A frustrated, hands in the air, ‘I give up’ post on the freemium business model by Tyler Nicholas of Letter From Santa:
I am done with “free”. I have come to the realization that most people who want something for free will never, ever think of paying you, no matter how valuable they find your service.
Letter From Santa helps parents create a printable, personalized letter for their children for free. The paid version offers a higher resolution letter, a door hanger, and a personalized envelope. Despite substantial traffic in December – 120,000 unique visitors and 1,000,000 pageviews who altogether made over 50,000 customized letters – revenues were inconsequential. Inconsequential enough to warrant the above post.
So this begs the question: is the freemium business model really not sustainable? Was the promise of ‘Free’ too idealistic to start with, one that relied on the innate goodness of people who’d somehow opt for a slightly better paid version for the sake of that warm feeling in their stomachs?
Perhaps. Perhaps not. The answer is far too complicated to espouse here (and calls for another post altogether), but to brand the entire business model of free as unsustainable is probably to be a little too reactionary. More than a few companies have shown that you can not only be sustainable, but downright bloody profitable with a freemium model (see: WordPress). But that is to say that every business can opt for the same model and see comparable success.

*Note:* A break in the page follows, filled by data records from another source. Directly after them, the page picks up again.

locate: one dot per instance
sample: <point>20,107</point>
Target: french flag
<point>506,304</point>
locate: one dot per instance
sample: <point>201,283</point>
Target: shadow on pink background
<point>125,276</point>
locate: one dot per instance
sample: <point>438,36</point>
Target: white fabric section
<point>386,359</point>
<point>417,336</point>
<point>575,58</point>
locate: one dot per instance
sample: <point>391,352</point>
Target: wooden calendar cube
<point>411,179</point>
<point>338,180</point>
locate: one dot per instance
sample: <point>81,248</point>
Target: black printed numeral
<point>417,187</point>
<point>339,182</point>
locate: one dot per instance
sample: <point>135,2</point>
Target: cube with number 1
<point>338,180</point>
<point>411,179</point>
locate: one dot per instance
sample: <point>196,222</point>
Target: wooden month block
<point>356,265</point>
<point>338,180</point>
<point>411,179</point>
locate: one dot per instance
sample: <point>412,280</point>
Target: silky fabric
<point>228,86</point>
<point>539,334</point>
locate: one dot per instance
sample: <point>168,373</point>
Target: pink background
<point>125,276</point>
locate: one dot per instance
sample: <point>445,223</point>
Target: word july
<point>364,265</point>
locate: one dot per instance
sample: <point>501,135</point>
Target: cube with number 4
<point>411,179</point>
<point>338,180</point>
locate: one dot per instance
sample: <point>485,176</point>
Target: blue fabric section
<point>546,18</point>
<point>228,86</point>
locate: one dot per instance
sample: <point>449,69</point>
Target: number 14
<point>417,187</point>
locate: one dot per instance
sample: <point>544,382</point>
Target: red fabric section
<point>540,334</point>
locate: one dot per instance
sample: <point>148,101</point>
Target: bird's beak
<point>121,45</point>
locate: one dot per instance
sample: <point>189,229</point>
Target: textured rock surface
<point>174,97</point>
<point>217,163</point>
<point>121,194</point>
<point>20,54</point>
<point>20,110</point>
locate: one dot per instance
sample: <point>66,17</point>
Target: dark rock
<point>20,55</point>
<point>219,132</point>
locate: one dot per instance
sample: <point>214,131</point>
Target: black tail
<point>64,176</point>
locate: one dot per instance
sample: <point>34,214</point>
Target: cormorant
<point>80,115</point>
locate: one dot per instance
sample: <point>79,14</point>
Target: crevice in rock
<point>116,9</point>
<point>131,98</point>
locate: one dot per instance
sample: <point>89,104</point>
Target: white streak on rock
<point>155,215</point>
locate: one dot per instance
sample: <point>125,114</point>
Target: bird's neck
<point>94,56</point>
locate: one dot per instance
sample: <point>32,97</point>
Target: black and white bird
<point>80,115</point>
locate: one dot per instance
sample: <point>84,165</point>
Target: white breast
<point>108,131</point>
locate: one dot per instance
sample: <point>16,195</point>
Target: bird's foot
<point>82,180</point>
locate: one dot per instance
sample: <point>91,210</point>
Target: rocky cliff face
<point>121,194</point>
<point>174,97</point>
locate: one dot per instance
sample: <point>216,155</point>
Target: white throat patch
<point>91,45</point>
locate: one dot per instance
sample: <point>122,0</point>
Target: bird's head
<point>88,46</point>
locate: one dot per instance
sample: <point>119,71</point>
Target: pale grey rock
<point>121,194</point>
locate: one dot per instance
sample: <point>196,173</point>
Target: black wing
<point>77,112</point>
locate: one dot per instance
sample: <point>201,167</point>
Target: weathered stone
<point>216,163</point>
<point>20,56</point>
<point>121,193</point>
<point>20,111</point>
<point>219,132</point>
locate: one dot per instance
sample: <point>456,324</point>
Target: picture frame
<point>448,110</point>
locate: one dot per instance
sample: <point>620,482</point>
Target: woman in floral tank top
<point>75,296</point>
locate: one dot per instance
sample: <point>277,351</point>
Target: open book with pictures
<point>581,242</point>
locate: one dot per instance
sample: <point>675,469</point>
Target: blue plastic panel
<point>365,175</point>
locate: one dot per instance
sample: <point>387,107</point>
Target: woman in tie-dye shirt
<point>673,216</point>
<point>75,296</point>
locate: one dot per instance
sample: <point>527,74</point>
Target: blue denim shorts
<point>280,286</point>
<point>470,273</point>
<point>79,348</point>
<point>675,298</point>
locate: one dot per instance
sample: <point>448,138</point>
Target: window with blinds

In as few words as possible: freemium works when professional or business interests are at stake. If you use a free app to plan out your day, every day, you are more likely to pony up for the premium version. Similarly, if your blog morphs from a stopover for friends and family into a legitimate media property, you are more likely to pay your blogging platform extra for premium features. To expect that people will pay you because you provided them a free service is to lean a little too much on the charitable goodness of strangers; your service must offer a solution that betters their professional life to make the freemium model sustainable.
Also: internet marketers have long known that free gets no respect. Free copies of eBooks are downloaded by the dozen and dumped in some forgotten catacomb of the computer. This is also the reason why you tend to equate higher price with better food when you scan a restaurant menu: we’ve been trained to believe that if something costs money, it must be worth something.





Awesome point on the “free” model. I think the key phrase you mentioned is:
“your service must offer a solution that betters their life”
Too many services don’t focus so much on the BETTERING part, they just take away some nice to have functions from services and then add it back in on the paid version.
In the end it’s all about offering value. I focus mainly on customer service, but the principles is the same. What value am I adding to X service or X product? If there’s no extra value, how can I expect to X more than the minimum I’m getting.
Value Adding: http://www.themana.gr/management/3-keys-to-great-customer-service-vision/
I guess we all got a little lesson on the importance of customer service after that Ocean Marketing fiasco.
But yes, the free model can succeed largely with services that offer some enterprise grade solutions. It can work for WordPress because millions of professional bloggers use the platform. It can’t be quite as useful for Christmas Santa app.
I love this piece Puranjay. What’s your view on Mobile App game development that offers a free taster and a fee to finish the game?